The Latest On The Global Economy: Powerful Governments Are No Match For Economic Complexity

Bear markets reflect under-confidence in society and the actions of governments across Eurasia and the West give ample reason to bet against the global economy. Now that the $US is raging back to the highs of 20 years ago global GDP growth is bound to slow to a crawl, which will further decimate financial markets and create a negative feedback loop that potentially spills over into 2023. Consequently the volatility risk premium points to a market fall over the next few days, while my technical reading of key stocks in the S&P 500 is bearish. Yesterday's cross-asset action brought one positive factor for US stocks. Inflation expectations are stabilizing based on measures of Treasuries and TIPS. But there were also several negative factors across global asset classes. The action in currencies signifies $US strength. The US yield curve is rising and in the current context that is bearish. Expect the S&P 500 to fall over the next few days.

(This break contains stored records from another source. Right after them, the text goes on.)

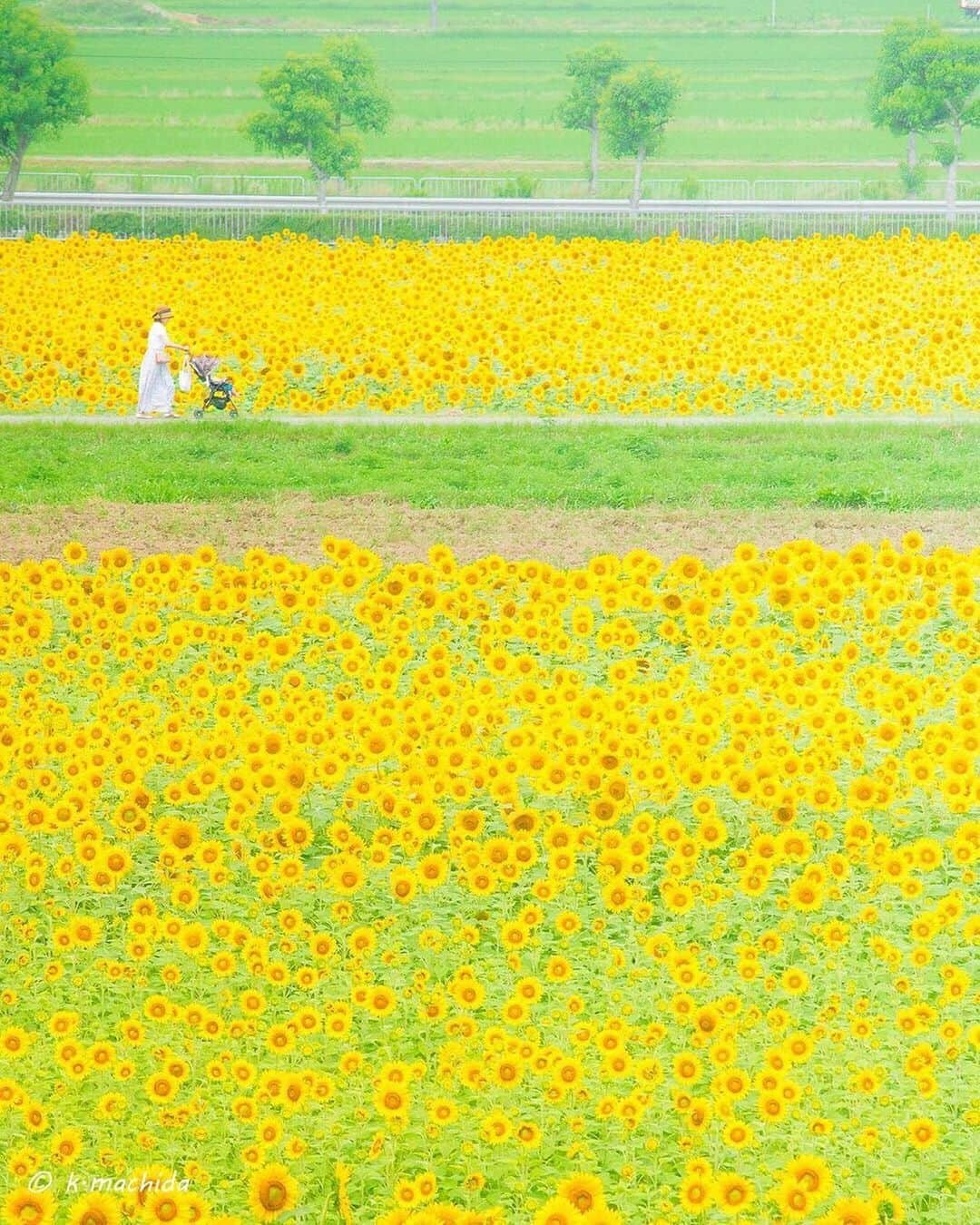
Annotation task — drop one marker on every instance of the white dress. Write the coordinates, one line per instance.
(156, 381)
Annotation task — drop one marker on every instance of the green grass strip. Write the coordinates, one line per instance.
(853, 466)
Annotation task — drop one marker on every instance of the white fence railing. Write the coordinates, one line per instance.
(480, 188)
(459, 220)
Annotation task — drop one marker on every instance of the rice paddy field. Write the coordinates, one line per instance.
(759, 103)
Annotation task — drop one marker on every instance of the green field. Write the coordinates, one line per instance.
(840, 467)
(482, 93)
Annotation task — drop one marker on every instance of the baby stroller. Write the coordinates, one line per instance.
(220, 391)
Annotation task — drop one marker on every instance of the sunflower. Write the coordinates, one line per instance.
(272, 1191)
(95, 1208)
(24, 1207)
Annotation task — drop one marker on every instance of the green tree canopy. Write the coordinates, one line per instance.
(634, 112)
(947, 70)
(896, 100)
(41, 92)
(315, 103)
(591, 73)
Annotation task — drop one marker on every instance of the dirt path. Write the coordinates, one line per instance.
(490, 419)
(398, 532)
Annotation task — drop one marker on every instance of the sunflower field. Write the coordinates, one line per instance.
(812, 328)
(630, 893)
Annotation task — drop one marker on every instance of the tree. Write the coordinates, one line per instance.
(947, 69)
(634, 111)
(316, 102)
(895, 98)
(41, 92)
(591, 73)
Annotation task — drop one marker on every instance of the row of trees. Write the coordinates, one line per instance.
(316, 105)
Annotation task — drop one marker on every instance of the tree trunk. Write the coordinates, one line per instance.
(639, 177)
(14, 171)
(951, 172)
(321, 189)
(594, 157)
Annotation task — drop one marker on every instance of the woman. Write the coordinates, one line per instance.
(156, 381)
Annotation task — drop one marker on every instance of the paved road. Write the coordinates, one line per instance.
(409, 205)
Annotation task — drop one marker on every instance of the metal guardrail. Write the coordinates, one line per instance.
(157, 216)
(471, 186)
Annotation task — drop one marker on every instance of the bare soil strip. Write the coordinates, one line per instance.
(399, 533)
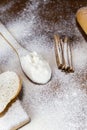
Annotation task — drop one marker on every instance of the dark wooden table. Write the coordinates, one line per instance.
(54, 16)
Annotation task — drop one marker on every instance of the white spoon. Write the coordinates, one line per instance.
(33, 65)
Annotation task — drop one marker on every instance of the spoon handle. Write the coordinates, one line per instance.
(9, 38)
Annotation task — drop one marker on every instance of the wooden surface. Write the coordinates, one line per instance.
(55, 16)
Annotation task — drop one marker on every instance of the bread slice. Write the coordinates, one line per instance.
(10, 86)
(81, 16)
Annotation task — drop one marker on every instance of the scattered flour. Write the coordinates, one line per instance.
(62, 103)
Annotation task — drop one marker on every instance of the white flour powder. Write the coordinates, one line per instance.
(62, 103)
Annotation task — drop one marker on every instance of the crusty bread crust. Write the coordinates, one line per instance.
(14, 97)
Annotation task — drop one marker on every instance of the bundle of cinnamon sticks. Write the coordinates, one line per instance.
(63, 53)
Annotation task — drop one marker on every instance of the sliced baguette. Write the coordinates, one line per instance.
(10, 86)
(81, 17)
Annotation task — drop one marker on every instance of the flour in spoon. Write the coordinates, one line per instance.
(36, 68)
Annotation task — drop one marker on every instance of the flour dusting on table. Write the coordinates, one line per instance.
(62, 103)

One of the underconfidence measures driving markets is resignation over increasing statism. Western government responses to the economic problems of 2022 have been largely impotent, a stark contrast to the state’s largely laudable role in dealing with the pandemic. Economic problems are complex and reflect competing goals, thus rendering most states incapable of altering market trends or private sector demands. The pandemic by contrast reflected a clear goal and a discrete number of factors which scientific thought could easily consider and act upon.

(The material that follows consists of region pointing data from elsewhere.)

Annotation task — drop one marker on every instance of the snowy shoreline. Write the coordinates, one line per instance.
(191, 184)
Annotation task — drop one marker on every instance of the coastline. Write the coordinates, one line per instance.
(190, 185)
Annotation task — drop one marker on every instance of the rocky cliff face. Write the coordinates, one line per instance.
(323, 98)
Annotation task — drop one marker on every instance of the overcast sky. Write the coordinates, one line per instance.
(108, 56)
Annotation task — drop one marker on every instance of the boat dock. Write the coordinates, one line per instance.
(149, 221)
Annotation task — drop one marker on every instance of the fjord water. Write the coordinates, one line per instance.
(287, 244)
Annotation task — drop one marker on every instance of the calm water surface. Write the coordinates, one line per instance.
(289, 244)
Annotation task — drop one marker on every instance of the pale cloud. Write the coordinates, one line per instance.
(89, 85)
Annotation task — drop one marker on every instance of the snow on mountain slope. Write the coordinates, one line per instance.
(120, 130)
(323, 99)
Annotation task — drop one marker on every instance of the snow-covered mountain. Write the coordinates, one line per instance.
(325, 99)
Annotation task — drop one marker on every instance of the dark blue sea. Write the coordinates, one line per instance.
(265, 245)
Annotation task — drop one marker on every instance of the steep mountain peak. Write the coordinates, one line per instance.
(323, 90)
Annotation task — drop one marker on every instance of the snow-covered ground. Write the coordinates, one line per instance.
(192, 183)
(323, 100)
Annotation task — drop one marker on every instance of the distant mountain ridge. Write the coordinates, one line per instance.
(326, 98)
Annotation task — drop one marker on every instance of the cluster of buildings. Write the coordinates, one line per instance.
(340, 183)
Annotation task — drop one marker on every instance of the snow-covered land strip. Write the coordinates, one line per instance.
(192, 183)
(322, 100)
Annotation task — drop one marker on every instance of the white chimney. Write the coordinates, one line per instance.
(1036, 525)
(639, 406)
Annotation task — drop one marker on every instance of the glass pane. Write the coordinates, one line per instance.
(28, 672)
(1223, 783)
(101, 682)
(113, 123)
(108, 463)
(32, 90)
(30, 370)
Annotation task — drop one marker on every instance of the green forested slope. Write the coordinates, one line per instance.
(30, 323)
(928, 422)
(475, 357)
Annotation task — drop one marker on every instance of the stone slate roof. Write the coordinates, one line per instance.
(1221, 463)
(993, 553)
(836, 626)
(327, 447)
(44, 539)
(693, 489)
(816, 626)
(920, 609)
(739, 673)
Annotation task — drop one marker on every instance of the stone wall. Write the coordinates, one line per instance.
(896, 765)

Inflation, commodity shortages, low labor force participation and COVID lockdowns in China make for a multifaceted economic problem which governments can only mitigate, not fix. The US has successfully avoided recession so far, but equity markets forecast one coming up and bond markets are ensuring that happens by raising the cost of mortgages beyond middle class affordability. But recessionary fears are deeper elsewhere, and even radical pro-growth policies coming from new UK PM Truss are doing nothing to alter market sentiment. Her Reaganesque package hasn’t shifted sterling a penny higher since an overleveraged and underproductive nation can do little to ignite growth except commit to getting out of the way for the long term.

Japan’s yield curve management has done little to generate growth and now their remarks about the pace of the ¥’s slide are making no difference. More importantly, US Treasury Secretary Yellen hasn’t signalled that UST would be willing to contribute to an intervention, which historically has been key to such interventions actually stopping a trend. Similarly the ECB’s signal of tighter monetary policies hasn’t kept the € above parity, or business and consumer expectations from pointing the way to recession. And worst of all, China’s contradictory policies are leading the Yuan’s slide while natural and man-made disasters gradually erode confidence.

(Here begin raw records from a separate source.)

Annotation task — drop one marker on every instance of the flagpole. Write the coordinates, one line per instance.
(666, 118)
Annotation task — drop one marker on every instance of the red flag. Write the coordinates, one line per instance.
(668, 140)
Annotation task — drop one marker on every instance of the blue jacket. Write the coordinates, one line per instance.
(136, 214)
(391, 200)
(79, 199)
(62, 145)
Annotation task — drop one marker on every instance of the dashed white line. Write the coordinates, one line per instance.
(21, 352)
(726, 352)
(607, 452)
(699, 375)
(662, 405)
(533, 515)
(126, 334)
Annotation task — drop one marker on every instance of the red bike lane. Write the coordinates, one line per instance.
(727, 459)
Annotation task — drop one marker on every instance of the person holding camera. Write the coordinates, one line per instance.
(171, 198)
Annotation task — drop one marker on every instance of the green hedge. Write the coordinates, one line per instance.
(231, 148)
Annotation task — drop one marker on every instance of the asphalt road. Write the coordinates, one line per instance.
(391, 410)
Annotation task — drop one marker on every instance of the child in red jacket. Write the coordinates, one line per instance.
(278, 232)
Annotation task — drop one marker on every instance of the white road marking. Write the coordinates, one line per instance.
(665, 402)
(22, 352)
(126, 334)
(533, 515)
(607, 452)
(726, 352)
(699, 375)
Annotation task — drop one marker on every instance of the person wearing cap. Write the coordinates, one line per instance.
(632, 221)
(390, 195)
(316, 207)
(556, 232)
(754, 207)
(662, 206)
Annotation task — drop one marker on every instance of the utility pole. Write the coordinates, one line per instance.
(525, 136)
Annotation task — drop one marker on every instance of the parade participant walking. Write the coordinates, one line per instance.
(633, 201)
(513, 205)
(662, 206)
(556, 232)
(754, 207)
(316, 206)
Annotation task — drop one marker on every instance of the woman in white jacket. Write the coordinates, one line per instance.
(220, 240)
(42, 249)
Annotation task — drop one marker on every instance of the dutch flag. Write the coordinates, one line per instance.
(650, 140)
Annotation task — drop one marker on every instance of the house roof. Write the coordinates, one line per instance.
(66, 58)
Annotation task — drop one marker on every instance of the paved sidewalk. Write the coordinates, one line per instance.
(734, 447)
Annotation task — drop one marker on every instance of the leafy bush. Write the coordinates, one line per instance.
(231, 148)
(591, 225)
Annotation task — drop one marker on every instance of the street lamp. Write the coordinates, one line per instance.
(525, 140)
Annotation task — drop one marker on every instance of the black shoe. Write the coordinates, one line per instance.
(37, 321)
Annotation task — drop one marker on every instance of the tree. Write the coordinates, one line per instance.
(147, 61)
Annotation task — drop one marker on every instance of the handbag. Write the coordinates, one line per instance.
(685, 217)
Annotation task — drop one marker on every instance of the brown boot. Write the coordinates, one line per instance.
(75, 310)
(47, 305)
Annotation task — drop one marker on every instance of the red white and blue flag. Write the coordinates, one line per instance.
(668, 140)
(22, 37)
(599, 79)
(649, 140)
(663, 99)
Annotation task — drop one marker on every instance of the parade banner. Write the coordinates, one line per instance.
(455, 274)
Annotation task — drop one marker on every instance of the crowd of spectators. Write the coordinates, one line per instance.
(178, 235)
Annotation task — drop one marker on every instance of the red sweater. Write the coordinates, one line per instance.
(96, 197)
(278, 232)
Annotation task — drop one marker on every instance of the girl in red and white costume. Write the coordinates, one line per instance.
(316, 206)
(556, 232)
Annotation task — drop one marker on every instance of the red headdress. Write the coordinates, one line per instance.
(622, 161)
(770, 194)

Key to reversing the economic malaise is a resurgent US since the American consumer is the world’s consumer of last resort. Diffusion indices continue to show moderation rather than a deep recession in the future, giving some hope the Fed can still engineer a soft landing. But the message to markets is to wait and see, which leaves no optimism for valuations to stay even. Consequently I expect a retest of the June lows this month, and possibly lower lows in October.

My current positions are a very large cash position, Goldman Sachs (GS), 3M (MMM), Pfizer (PFE), Starbucks (SBUX), and the inverse levered ETF SPXU, all of which nets to a moderate short position in equities.